We should take a lesson from Odysseus, who poured wax into the ears of his crew and had himself lashed to the mast of his ship to resist the Siren call.
Austerity supporters are selling the idea that governments, like families, must cut back when income shrinks. But economically, governments are not like families.
Firing teachers, cops and government clerks will, for sure, reduce public spending. But budgets, like the song of the Sirens, are only part of the story. Listen only to the alluring lyrics and, like the many voyagers before Odysseus, we will suffer disastrous consequences – in our case falling incomes and worsening economies.
The full economic story begins with this principle taught to every economics student: spending equals income and income equals spending. Cut spending and incomes must fall; cut incomes and spending must fall.
Those who disagree with this say that only private spending can create wealth and that government spending is inefficient. I think the first argument is wrong, but the second is often true, which is why citizens need to pay close attention to their government.

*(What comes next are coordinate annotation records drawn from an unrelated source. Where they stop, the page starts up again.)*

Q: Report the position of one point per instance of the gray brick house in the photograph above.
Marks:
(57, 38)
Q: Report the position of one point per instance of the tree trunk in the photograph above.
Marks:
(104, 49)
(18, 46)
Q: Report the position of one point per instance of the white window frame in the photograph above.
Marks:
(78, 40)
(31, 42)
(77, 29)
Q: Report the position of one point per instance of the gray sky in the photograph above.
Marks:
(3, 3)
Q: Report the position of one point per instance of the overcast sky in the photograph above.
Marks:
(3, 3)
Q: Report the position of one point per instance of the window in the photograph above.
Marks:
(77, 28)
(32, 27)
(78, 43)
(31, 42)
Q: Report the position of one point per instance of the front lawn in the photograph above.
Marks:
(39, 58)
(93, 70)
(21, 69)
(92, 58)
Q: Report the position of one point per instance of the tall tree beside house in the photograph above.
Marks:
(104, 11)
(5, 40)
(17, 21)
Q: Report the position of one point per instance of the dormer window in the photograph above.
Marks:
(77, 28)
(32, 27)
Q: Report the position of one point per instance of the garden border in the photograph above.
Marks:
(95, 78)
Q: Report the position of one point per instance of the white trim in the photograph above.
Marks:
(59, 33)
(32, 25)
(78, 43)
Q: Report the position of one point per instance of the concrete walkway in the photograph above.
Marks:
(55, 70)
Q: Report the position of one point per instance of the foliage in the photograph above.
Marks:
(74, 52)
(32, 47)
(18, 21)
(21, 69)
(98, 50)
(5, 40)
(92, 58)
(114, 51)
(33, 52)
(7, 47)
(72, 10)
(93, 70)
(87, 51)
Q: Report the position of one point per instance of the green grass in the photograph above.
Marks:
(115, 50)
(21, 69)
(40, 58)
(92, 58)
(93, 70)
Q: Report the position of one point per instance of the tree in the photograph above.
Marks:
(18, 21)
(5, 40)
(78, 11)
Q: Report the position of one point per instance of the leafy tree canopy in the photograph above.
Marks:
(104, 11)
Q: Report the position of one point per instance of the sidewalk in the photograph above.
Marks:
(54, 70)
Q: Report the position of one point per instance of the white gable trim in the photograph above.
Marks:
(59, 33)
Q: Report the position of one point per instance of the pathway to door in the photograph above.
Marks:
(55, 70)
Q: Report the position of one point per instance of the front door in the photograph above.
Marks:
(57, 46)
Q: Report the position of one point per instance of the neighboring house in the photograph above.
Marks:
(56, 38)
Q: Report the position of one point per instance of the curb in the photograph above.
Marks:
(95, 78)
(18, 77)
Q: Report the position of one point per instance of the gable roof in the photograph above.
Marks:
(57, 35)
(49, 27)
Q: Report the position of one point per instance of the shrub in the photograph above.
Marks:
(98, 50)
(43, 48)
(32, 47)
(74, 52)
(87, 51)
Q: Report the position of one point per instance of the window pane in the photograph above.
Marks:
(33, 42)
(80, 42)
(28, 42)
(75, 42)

When private spending shrinks, then either government spending must grow to make up for it or the other side of the equation, income, must shrink.
If we increase spending today by borrowing, we create a claim on future income. Families with debt must divert part of their future income to interest and principal to service that debt or go bankrupt. Governments are different, provided they have monopoly control of their currency. By definition, no sovereign government can ever go broke in its own currency.